Kim Kardashian West posted a series of videos to Snapchat on Sunday that appeared to show her husband Kanye West during a phone call with Taylor Swift, discussing lyrics referring to Swift in his song “Famous.” It was the latest salvo in a disagreement over whether Swift consented to a line in the song that West “made that b–ch famous.” But it also raised serious legal questions, a privacy law expert said.
Following the song’s release in February, Swift’s representative issued a statement disapproving of the track to E! news, and Swift maintains that, despite West’s insistence to the contrary, she didn’t have enough information to give the song her blessing. On Instagram Monday, Swift responded to Kardashian West’s videos by lamenting, “that moment when Kanye West secretly records your phone call, then Kim posts it on the internet.” During a recent interview with GQ, Kardashian West said her husband “commissions videographers to film everything when he’s recording an album.”
In an interview with TIME, privacy law expert Ari Ezra Waldman, an associate professor at New York Law School, said the incident raises two distinct legal issues. The first is whether the call was placed from or received in a state that requires both parties to consent to being recorded. The second is whether Kardashian West violated Swift’s right to privacy by publicizing a phone call she may have believed to be private.
California, where West lives and Swift often visits, is one of the 11 U.S. states that require the consent of each party on a call in order for a recording to be legal. (Swift has homes in multiple states, including Tennessee, New York and Rhode Island.) The federal Wiretap Act prohibits the interception of “wire” communications, which includes phone calls. Federal and state law differs when it comes to publicizing and recording phone conversations: Federal law only requires consent from one party for the taping of a conversation to be legal. But no judicial precedents have settled whether state law or federal law takes precedence during interstate phone conversations.
“When the two people are in different states, it’s hard to know whether federal or state law will apply,” Waldman said. “There’s no case that says federal wiretapping is always going to overrule, so we don’t know what the exact answer is going to be.”
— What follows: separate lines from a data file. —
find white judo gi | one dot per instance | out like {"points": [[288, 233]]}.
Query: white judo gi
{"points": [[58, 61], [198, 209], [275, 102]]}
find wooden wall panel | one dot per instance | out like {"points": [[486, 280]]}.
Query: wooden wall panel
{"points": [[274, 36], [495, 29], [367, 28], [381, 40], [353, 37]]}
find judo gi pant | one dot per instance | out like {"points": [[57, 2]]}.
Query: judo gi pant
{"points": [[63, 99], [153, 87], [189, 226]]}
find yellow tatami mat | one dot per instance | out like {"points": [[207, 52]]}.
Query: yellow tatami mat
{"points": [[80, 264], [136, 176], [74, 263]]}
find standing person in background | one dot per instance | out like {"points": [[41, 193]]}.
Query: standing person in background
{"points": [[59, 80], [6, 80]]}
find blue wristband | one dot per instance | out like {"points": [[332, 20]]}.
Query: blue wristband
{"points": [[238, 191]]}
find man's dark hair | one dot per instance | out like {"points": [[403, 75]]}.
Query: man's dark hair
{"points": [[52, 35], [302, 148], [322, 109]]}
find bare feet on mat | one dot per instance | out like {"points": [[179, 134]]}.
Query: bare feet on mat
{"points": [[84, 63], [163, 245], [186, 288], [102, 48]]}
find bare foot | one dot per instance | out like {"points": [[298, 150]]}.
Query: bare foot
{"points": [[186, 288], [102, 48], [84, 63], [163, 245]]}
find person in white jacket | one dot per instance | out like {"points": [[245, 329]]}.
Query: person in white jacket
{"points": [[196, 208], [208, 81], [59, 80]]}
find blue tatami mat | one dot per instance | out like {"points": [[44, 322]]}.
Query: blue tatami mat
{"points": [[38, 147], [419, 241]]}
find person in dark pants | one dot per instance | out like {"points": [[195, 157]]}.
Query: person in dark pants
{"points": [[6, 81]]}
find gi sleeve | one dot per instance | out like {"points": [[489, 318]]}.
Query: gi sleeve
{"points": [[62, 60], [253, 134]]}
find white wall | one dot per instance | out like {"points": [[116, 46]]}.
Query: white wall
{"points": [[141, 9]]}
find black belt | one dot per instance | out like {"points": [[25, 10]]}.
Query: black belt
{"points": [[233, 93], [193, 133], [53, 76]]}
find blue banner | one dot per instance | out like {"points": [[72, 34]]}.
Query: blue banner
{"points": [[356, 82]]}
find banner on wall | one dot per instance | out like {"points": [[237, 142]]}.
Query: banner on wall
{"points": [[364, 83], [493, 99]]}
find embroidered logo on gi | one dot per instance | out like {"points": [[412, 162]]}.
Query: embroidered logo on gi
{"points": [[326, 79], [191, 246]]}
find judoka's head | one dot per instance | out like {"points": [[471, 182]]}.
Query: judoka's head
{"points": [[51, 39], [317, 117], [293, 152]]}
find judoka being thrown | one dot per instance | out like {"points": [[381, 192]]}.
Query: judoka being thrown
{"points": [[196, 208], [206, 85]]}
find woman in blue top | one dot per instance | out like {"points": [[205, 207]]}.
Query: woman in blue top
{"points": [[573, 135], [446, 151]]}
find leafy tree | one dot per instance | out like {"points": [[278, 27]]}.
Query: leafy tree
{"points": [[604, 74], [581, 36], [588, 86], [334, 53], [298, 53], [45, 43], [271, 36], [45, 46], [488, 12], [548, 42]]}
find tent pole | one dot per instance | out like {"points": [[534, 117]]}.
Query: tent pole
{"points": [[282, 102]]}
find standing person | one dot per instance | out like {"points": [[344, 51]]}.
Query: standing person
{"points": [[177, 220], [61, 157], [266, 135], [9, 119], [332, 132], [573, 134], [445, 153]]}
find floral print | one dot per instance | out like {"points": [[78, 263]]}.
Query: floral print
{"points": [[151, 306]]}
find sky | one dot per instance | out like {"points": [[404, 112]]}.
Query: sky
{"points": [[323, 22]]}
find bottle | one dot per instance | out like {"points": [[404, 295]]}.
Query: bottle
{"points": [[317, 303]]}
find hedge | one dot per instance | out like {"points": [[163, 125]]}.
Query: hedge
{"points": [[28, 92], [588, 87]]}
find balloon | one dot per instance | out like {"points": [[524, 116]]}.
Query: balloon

But in the so-called two-party consent states, if Swift did not consent to the recording, then both West and Kardashian West may have violated the law, and Swift could bring civil claims against both of them and sue for damages, Waldman said. Under California law, Kanye West could face criminal penalties for the recording, and Kim Kardashian West could face damages or fines for the publication of the recording.
“You have to get the consent of all the parties involved,” Waldman said. “You can’t just have one party consent to the recording of the phone call. Publicizing it on social media is invasion of privacy, so therefore, Taylor could claim that publicizing it on social media was invasion. Swift’s attorney would argue that she has a reasonable expectation of privacy on a private phone call.”
If West could produce proof that Swift consented to the recording, then Swift’s case would weaken, according to Waldman.
“If he got Taylor’s consent to record the phone call, then there’s no violation of the Wiretapping Act,” he said. “Taylor could still make a claim, but if she gave consent for the recording, that would go against her argument that she had a reasonable expectation of privacy.”
In an e-mail to TIME, Taylor Swift’s representative did not elaborate beyond the statement Swift posted on social media. Kanye West’s representative did not immediately respond to a request for comment, and Kim Kardashian West’s representation declined to comment on this story.